Aluminum ingots. (Image by Saltaluminyum, Wikimedia Commons.)

A squeeze in the aluminum market showed signs of intensifying, adding pressure on traders caught out by a spurt of buying by Trafigura Group and a warehousing company’s controversial decision to hike a key fee.

The price difference between October and November aluminum contracts on the London Metal Exchange jumped on Monday to a premium of as much as $18.88 a ton, in a condition known as backwardation that typically signals tight spot supply. The spread started trading at a premium in late August, and Monday’s sharp bounce took it to the widest ever.

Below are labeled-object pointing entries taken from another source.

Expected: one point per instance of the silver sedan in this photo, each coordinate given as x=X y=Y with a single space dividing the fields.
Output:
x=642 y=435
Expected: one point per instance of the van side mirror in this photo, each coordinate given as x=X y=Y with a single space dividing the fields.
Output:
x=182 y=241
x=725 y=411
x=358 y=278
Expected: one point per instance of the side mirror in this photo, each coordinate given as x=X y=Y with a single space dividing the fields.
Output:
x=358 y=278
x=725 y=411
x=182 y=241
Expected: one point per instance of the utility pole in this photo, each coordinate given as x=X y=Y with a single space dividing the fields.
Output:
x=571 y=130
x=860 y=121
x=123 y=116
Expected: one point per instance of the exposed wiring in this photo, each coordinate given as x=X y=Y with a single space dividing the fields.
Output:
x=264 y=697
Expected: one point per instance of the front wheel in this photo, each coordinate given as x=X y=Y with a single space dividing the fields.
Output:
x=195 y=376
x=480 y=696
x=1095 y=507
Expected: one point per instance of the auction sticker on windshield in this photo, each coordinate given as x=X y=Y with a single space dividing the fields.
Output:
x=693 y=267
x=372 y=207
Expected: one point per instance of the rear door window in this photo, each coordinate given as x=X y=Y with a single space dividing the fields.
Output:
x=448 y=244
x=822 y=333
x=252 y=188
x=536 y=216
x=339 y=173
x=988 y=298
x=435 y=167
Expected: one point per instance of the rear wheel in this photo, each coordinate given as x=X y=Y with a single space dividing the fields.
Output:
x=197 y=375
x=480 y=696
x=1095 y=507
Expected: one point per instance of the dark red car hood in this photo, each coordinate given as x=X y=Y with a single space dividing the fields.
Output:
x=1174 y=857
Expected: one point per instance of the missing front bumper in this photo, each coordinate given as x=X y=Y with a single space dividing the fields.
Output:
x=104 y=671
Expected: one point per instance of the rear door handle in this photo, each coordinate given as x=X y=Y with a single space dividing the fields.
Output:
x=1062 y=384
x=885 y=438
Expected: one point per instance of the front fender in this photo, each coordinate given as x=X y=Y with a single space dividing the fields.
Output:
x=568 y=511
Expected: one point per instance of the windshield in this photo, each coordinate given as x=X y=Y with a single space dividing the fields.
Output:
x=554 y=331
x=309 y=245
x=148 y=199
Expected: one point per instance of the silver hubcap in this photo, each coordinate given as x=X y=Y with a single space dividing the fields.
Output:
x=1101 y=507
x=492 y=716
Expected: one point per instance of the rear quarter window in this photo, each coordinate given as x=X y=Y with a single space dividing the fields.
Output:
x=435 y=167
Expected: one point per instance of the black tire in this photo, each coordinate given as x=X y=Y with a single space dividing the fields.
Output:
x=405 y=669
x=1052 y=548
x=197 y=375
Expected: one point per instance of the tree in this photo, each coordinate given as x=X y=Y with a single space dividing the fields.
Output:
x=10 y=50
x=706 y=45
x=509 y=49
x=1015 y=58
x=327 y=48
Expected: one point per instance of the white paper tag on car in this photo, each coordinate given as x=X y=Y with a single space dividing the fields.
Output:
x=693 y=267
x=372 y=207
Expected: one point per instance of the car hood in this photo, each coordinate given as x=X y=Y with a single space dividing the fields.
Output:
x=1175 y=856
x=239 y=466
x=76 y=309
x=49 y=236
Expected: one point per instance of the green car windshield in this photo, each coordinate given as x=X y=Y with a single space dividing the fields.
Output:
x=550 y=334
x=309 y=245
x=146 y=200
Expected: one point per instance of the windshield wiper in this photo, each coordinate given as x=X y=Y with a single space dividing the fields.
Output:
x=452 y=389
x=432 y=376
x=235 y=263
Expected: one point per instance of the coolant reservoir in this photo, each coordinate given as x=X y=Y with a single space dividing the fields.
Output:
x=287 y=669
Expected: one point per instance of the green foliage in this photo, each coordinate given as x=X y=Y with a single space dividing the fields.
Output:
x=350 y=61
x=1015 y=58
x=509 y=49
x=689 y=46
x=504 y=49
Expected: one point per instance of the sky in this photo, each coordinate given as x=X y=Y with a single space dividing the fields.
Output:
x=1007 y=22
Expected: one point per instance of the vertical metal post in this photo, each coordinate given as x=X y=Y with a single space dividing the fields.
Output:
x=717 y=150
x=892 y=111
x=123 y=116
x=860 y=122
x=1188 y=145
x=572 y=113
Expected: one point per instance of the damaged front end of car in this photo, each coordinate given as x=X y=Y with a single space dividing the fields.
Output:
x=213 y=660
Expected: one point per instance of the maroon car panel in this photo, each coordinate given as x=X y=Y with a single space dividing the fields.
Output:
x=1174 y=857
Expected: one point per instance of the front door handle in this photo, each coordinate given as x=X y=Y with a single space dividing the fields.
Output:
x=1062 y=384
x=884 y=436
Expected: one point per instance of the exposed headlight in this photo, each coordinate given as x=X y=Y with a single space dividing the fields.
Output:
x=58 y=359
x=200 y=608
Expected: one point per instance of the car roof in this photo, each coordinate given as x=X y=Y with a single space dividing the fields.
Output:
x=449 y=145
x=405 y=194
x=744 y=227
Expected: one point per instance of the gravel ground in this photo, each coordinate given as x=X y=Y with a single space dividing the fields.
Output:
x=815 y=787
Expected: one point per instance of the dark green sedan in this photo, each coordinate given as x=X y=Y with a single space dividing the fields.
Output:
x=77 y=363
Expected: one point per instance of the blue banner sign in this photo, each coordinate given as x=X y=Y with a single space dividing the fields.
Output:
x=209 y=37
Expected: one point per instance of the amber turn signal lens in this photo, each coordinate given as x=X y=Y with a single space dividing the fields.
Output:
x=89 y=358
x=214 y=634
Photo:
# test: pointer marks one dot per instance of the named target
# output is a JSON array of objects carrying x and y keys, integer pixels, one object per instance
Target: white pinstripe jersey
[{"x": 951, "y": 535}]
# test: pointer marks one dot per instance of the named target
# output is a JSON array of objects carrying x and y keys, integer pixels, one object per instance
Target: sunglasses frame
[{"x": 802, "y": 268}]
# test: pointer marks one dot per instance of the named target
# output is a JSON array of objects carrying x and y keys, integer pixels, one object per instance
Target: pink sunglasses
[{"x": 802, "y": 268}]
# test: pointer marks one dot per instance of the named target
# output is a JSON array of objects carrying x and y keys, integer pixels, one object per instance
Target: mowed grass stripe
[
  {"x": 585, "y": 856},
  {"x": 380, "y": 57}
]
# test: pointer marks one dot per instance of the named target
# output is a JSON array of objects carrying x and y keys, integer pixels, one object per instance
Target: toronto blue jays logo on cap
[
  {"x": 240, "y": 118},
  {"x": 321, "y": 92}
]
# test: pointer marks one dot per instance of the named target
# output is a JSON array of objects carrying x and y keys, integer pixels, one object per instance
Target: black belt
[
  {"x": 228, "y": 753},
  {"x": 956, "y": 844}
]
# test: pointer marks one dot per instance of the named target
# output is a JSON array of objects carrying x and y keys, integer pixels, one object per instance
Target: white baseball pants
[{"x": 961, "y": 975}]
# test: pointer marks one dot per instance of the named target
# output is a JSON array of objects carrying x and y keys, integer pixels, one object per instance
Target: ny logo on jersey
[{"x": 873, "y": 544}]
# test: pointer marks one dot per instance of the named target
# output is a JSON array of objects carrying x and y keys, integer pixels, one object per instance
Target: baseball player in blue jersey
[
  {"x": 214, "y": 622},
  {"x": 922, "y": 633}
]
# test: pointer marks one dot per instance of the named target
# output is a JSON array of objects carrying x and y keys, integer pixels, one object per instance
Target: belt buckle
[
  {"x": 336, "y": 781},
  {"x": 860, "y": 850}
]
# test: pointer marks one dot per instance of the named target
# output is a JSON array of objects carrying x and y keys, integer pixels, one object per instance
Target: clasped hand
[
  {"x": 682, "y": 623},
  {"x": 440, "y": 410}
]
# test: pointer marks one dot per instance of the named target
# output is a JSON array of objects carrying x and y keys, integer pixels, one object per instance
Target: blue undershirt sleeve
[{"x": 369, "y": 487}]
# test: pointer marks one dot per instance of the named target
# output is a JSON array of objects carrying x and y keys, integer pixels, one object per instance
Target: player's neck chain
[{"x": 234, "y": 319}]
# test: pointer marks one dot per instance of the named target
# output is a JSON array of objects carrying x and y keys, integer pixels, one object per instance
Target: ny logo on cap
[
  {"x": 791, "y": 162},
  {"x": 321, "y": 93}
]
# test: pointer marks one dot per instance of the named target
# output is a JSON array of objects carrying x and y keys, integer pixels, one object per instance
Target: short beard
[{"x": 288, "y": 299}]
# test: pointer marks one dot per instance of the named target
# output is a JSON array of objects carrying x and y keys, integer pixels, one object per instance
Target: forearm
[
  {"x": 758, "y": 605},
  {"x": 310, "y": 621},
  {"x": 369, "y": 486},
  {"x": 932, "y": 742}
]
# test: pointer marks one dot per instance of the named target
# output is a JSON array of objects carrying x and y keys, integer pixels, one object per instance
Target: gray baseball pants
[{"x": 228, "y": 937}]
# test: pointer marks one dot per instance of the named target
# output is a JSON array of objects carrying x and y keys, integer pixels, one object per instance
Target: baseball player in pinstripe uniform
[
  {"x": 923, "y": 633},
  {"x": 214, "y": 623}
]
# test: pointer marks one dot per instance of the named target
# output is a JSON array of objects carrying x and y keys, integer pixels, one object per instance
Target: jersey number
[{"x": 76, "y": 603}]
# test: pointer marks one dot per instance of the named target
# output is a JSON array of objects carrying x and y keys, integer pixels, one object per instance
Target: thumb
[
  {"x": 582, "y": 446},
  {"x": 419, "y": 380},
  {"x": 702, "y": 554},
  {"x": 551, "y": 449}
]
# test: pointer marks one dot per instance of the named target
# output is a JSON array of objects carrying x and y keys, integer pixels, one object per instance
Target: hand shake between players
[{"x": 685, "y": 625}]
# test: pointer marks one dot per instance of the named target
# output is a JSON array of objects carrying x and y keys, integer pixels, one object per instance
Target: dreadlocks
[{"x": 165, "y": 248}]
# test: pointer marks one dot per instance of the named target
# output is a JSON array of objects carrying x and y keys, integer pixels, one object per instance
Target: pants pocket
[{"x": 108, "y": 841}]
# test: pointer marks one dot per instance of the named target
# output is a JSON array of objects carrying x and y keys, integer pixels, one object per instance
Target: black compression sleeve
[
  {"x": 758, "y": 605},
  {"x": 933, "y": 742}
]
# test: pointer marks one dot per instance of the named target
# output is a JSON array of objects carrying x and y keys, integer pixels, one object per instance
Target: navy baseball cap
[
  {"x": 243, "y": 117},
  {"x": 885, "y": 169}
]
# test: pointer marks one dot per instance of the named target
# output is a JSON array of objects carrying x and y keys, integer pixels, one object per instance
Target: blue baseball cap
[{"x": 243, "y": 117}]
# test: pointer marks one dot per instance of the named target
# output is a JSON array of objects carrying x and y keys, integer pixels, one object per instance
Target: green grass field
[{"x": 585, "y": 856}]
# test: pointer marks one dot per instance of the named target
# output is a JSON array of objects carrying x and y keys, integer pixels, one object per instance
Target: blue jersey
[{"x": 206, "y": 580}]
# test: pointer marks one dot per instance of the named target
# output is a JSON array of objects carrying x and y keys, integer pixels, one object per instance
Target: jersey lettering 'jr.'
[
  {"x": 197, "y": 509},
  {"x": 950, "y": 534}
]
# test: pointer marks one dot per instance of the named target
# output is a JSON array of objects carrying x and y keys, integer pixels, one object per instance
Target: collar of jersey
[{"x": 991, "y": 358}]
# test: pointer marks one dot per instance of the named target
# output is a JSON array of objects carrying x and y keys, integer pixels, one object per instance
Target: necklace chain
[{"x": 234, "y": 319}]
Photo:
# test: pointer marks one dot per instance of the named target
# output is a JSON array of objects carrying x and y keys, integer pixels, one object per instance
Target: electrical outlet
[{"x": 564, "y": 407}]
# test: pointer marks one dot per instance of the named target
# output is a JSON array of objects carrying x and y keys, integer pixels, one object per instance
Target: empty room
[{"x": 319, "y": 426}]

The LME has received complaints from traders who say the tightness in the October-November spread is being exacerbated by a move by warehousing firm Istim Metals LLC to raise the fees that traders would need to pay to re-deliver aluminum that has been ordered out of warehouses in Malaysia. A number of traders are stuck in a months-long backlog to load out a large stockpile of metal originally delivered onto the LME by Trafigura in May.

Now, the backwardation is putting pressure on some of the traders, as they need to roll forward hedges against their inventories. Normally, it would make sense to simply re-deliver the metal onto the LME, but Istim has said it may charge $27.50 a ton for the service.

Traders are also focusing on a single large long position in the October aluminum contract, which Bloomberg reported on Sunday is held by Trafigura. The company has bought up at least 30% of the outstanding October contracts, which expire in two weeks time.

Istim and Trafigura have both previously declined to comment.

Together, the backwardation and the increase in fees have revived questions about the potential for conflicts of interest between storage companies and their biggest customers. It’s common practice for warehouses to offer a large slice of their rent — often about half — as an incentive to the trader that originally delivered the metal, for as long as it remains in the warehouse. That means both parties stand to benefit the longer the metal stays put.

At least one party has complained to the UK’s financial regulator, Bloomberg reported on Sunday.